The alliance of more than 60 healthcare, research and disease advocacy organisations from 41 countries intends to make use of the enormous amounts of data generated as a result of plummeting gene sequencing costs that – at the moment – is not being exploited in an organised way.

“Many groups around the world have recognised the need for improved approaches to bring together genomic and clinical data, and some have made progress addressing this,” commented Professor Mike Stratton, director of the Wellcome Trust Sanger Institute – one of the partners in the initiative.

“But … we recognised that something was missing: an international body that spans diseases and institutions, committed to furthering progress in an innovative and responsible fashion,” he added.

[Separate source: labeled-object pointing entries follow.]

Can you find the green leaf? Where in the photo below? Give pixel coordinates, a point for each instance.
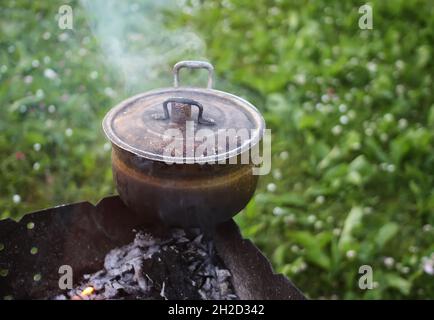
(394, 281)
(386, 233)
(314, 247)
(352, 221)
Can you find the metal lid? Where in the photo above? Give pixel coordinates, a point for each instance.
(193, 131)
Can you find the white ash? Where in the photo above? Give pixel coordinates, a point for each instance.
(181, 265)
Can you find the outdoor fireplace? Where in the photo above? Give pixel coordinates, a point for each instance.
(80, 235)
(128, 247)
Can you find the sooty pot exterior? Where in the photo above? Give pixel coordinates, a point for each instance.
(179, 194)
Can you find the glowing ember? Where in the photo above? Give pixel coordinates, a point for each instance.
(87, 291)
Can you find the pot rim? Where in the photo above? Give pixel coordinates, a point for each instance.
(247, 145)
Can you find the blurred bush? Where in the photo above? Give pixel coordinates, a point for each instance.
(351, 112)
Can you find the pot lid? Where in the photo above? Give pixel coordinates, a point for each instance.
(185, 124)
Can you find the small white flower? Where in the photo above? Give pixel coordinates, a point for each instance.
(400, 64)
(336, 232)
(344, 119)
(405, 269)
(311, 218)
(63, 36)
(107, 146)
(337, 130)
(300, 78)
(37, 147)
(372, 66)
(389, 262)
(295, 248)
(16, 198)
(82, 52)
(40, 93)
(28, 79)
(428, 265)
(369, 131)
(50, 74)
(368, 210)
(351, 254)
(109, 92)
(342, 108)
(384, 137)
(318, 225)
(277, 174)
(325, 98)
(284, 155)
(278, 211)
(46, 36)
(36, 166)
(402, 123)
(289, 219)
(388, 117)
(271, 187)
(427, 228)
(320, 199)
(390, 168)
(93, 75)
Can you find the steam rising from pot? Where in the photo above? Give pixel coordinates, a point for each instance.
(137, 42)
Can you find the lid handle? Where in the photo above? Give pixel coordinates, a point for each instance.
(200, 119)
(193, 65)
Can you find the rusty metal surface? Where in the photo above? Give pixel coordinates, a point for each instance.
(81, 234)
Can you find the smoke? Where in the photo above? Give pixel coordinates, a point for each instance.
(137, 43)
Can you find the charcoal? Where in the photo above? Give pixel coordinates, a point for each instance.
(180, 265)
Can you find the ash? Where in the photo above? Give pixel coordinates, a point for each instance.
(180, 265)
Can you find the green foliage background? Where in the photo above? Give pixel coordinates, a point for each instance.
(351, 112)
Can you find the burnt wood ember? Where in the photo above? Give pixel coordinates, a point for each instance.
(179, 265)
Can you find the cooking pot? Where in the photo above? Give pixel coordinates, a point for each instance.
(181, 155)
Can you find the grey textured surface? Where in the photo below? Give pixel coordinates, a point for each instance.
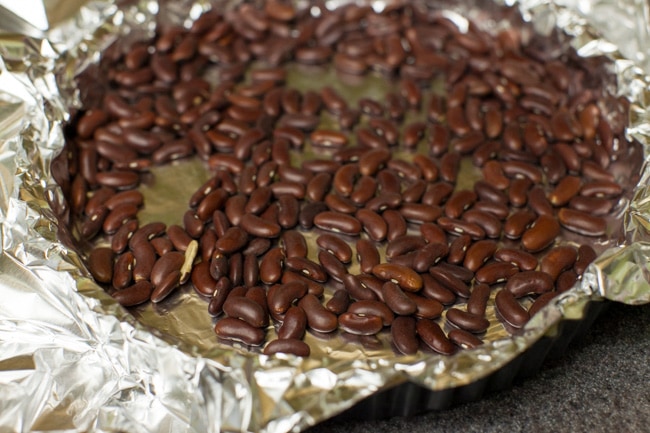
(601, 384)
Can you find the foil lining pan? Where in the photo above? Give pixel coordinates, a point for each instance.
(71, 359)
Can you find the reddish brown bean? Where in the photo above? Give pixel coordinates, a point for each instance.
(318, 317)
(236, 330)
(136, 294)
(510, 310)
(582, 222)
(100, 264)
(434, 337)
(541, 234)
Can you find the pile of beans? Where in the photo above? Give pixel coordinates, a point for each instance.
(401, 247)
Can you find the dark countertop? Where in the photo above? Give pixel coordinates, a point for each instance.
(601, 384)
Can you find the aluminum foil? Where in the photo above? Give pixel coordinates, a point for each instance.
(71, 359)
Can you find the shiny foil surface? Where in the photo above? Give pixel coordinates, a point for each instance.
(71, 359)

The overall objective will be to reveal the pathological mechanisms underlying diseases and the responses to drug therapy, and to help interpret individual genetic profiles by comparing them to a database of sequence and clinical data, says a white paper published by the alliance members.

“It is generally not possible to predict which changes in DNA sequence lead to clinical consequences,” said Dr Tom Hudson, chairman of the International Cancer Genome Consortium.

“The stakes are high, because if we get it right we can create new opportunities to define diagnostic categories, streamline clinical trials, and match patients to therapy,” he added.

The scheme grew out of a meeting of health researchers held earlier this year, which came to the consensus that a common framework of international standards to allow genomic and clinical data to be shared whilst protecting patient autonomy and privacy.

The partners will work together on the development of interoperable standards for managing and sharing sequence data in clinical samples and core principles on privacy and ethics, while also encouraging responsible and voluntary sharing of data and methods.

The standards will cover elements such as secure data storage and access control, patient consent, data processing tools, common methods for data analysis and IT architecture to support the development of apps. The framework will be modelled on the World Wide Web Consortium (W3C), which sets online protocols and data standards.

The announcement comes as there is increasing interest in the concept of harnessing the exploding amount of data created in our increasingly digitised and connected world, with a McKinsey report suggesting earlier this year that the US healthcare system could save $300bn to $450bn every year if it used big data to drive efficiency and quality.